Reprenant les propos de l’avocat général Mormont, Messieurs Daniel et Laurent Sterckx voient deux remèdes à cette situation (« La fin de l’indivision volontaire : caducité, abus de droit et préavis », Rev. Not. Belge, 2023, p. 429) :

D’une part, exiger le maintien d’une indivision volontaire à durée déterminée après que le projet soit compromis peut dégénérer en abus de droit.

D’autre part, il est possible de résilier le pacte d’indivision avec un préavis suffisant lorsqu’il est à durée indéterminée.

Effectivement, un contrat a un terme, déterminé ou indéterminé.

S’il est indéterminé, chaque indivisaire peut y mettre fin moyennant un préavis suffisant ; c’est même expressément prévu dans le nouvel article 3.77.

S’il est déterminé, le terme peut être un nombre d’unités de temps. Il faut alors attendre la fin du terme, sauf si cela traduit un abus de droit.

Mais le terme peut être renfermé dans l’objet du contrat : un contrat pour réaliser tel projet prend fin quand le projet est terminé.

En ce cas, le contrat n’est pas résiliable et seule la théorie de l’abus de droit vient au secours des indivisaires irréconciliables.  

Et dans le livre 5 du nouveau Code civil ?

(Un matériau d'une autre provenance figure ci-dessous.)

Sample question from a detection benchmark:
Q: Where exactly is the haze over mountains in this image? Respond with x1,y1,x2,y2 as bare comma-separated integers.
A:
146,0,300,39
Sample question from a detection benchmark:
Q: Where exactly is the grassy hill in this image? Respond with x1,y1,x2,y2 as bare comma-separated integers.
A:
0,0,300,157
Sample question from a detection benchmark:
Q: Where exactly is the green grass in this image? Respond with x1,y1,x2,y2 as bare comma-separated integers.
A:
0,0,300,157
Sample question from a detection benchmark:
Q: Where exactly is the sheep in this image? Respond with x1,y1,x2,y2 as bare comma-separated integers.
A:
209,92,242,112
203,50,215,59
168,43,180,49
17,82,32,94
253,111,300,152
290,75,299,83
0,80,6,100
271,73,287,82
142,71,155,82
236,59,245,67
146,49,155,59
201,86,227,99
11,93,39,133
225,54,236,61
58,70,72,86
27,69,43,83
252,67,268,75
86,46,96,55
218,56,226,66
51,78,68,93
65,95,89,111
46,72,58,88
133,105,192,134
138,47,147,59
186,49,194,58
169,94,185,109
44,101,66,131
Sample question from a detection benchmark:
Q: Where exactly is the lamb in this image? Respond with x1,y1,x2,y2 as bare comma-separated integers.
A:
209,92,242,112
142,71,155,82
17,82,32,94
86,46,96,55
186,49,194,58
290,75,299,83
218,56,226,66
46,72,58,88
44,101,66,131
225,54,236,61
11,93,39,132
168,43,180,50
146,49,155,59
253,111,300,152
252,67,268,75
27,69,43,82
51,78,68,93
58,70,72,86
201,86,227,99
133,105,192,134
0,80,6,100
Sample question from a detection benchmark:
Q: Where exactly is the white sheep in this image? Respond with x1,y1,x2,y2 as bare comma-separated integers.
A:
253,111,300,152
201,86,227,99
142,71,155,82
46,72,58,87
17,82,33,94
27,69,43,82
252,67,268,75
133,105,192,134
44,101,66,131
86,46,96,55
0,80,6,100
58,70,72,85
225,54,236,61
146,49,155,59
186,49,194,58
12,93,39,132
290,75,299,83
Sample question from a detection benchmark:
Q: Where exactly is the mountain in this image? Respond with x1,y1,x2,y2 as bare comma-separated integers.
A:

L’article 5.265 du nouveau Code civil dispose que « l’obligation devenue impossible à exécuter en nature pour quelque cause que ce soit, même si cette inexécution est imputable au débiteur, est de plein droit caduque, sans préjudice des sanctions ouvertes au créancier. »

Cette nouvelle disposition réglera le problème mais elle ne s’applique pas (malheureusement pour les sœurs dont question plus haut), aux situations nées avant le 1er janvier 2023.

Les effets de la caducité par la perte de l’objet sont décrits dans l’article 5.113.

On observera que le livre 5 ne traite pas de la caducité par la perte de la cause.

Il est seulement question de la perte de l’objet de l’obligation car l’article 5.265 figure sous le chapitre 5 intitulé « La caducité de l’obligation par disparition de son objet. »

Néanmoins la formulation de l’article 5.265 est très large puisqu’il est question d’une « obligation devenue impossible à exécuter en nature pour quelque cause que ce soit … »

Enfin, pour la tontine, il faut aller dans le livre 3, sous l’article 3.77, in fine, pour trouver les critères déterminant le préavis de résiliation de ce pacte lorsqu’il est à durée indéterminée.

Dans la pratique, pour justement éviter de rester enfermer dans une indivision, les pactes tontiniers s’étaient développés à courte durée déterminée, renouvelable. Ces pactes tontiniers à durée déterminée restent non résiliables.

La photo : maison et atelier en double corps de style moderniste (Léon D. Meunier, 1934) rue de l’Orient 118 à Etterbeek. L’immeuble abritait l’atelier du sculpteur Edmond de Valériola. Deux volumes au profil courbe se répondent de part et d’autre d’une travée axiale en retrait et sont reliés au niveau supérieur par un balcon en briques aux extrémités également arrondies. Cette disposition permettait d’augmenter les surfaces vitrées, et de nourrir l’atelier en lumière.